A Closer Look at Viaticals
Do your homework first
If you're considering viaticals there are a number of options you should look into before you sell your life insurance policy. Viaticals can be risky and you might find there are alternatives that are more appropriate to your situation. Think about selling the life insurance policy to the benefactor, for example, then making arrangements for payment. Or you could take out a bank loan or get a reverse mortgage.
You can also find out from your life insurance company whether you have accelerated death benefits (ADB). This allows you to pre-collect anywhere from 25 percent to the entire amount of the death benefit, depending on the circumstances. ADBs usually pay out between 60 and 80 percent of full benefits, which is hard for any viatical broker to beat.
Some sensible insurance companies pay benefits as a loan if you're close to death.
Licensed Viatical Brokers
If you do decide to go the viaticals route, there are several states that have a list of licensed viatical brokers. These are as follows:
- California Department of Insurance (www.insurance.ca.gov) supplies an online list of viatical providers. They also have a consumer hotline you can contact at 800-927-HELP
- New York State Insurance Department (www.ins.state.ny.us) also provides an online list of providers. Their consumer hotline number is 212-480-6400
- The Washington State Insurance Commissioner (www.insurance.wa.gov)
Thinking About Viaticals
If you're considering viaticals there are a few precautions you should take. AIDS patients should never get a medical checkup supplied by the viatical brokerage company. These are likely to be skewed in favor of the broker, telling you what you might want to hear - that you will live longer than expected, thus justifying a low payout by the viatical broker.

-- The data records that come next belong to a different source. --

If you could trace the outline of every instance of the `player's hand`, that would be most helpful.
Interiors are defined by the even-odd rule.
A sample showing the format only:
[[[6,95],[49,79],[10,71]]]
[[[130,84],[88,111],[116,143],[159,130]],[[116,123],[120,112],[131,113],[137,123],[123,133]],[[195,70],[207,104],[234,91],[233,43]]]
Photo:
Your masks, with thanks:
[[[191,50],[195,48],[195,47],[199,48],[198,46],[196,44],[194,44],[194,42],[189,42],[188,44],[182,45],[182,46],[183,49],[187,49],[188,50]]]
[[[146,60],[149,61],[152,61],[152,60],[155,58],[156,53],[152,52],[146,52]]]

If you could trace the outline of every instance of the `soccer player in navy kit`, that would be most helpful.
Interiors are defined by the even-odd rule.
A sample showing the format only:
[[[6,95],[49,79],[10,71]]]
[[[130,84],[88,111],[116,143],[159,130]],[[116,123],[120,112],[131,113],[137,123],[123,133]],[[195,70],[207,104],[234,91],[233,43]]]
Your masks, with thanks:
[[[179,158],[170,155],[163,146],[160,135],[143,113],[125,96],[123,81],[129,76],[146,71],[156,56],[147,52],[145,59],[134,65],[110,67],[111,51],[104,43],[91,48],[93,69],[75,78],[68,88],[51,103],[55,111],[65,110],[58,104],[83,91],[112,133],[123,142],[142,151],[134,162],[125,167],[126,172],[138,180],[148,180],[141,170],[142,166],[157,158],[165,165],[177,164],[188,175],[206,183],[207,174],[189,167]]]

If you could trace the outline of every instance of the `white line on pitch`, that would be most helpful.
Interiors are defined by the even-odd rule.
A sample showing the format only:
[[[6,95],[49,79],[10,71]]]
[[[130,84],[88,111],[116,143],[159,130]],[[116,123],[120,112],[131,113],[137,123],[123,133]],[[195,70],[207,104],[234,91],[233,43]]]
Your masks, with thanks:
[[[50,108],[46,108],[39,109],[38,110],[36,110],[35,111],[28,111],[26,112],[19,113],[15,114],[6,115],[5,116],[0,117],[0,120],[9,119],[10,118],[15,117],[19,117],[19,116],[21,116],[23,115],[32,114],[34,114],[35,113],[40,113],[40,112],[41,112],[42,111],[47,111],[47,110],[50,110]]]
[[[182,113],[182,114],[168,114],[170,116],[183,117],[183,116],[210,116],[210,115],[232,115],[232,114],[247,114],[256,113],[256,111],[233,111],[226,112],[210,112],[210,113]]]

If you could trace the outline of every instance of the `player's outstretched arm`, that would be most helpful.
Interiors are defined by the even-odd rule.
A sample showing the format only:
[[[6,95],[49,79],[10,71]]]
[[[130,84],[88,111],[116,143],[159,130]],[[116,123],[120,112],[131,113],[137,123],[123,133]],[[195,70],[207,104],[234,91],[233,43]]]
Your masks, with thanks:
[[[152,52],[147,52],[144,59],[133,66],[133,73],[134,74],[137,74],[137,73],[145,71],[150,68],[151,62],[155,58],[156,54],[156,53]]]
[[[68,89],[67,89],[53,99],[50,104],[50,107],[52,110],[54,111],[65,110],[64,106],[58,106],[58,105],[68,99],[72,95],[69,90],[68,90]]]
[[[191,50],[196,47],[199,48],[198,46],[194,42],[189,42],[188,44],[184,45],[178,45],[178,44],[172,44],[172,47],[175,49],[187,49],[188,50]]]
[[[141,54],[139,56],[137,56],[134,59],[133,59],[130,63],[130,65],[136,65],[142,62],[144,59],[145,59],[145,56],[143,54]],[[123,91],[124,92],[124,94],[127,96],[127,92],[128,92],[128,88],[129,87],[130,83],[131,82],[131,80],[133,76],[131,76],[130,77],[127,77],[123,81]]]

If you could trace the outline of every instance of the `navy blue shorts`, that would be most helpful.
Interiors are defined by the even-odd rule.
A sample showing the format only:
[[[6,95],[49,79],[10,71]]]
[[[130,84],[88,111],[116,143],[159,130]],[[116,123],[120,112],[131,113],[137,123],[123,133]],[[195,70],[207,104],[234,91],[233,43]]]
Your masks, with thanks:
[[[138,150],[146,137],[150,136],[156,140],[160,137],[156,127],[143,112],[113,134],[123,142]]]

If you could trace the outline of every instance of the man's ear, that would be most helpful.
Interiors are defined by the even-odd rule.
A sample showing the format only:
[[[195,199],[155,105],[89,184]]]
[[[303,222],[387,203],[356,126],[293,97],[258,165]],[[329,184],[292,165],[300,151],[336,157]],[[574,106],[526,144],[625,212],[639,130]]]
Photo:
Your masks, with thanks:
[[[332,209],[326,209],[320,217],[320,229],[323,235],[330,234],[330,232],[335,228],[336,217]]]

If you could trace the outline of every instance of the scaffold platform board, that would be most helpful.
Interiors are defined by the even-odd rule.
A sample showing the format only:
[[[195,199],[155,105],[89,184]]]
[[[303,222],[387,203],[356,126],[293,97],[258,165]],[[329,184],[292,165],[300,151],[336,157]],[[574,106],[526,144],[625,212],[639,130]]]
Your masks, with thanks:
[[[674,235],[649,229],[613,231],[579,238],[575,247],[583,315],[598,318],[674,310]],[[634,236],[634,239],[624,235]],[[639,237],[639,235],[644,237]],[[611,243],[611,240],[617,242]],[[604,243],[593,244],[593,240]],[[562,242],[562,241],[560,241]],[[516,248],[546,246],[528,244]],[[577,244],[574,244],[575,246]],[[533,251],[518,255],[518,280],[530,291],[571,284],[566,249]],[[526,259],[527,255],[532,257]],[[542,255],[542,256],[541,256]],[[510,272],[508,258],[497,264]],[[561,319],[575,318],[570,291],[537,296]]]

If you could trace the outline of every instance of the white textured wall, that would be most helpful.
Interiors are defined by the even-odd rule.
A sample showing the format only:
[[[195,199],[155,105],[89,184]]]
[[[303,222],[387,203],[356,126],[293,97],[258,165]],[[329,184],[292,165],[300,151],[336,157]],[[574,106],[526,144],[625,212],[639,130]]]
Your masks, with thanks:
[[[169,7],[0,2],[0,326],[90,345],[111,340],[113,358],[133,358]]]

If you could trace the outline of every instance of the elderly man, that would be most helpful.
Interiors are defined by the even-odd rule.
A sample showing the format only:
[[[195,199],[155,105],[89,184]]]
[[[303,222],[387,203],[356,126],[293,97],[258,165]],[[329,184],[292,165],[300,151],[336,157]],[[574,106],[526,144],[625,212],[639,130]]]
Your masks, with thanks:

Also be aware that unscrupulous viatical brokers are known to renege on payout contracts. If the broker is licensed (and posted on the websites listed above), they're safe, but many states don't have this service. To avoid being duped, viators should never accept an installment payment plan. Have the money deposited in an escrow account.
You should also know that some states require you to pay taxes on the amount of the agreement, and these taxes can vary depending on your expected life term. The life insurance payout may also affect your Medicaid benefits and other social assistance.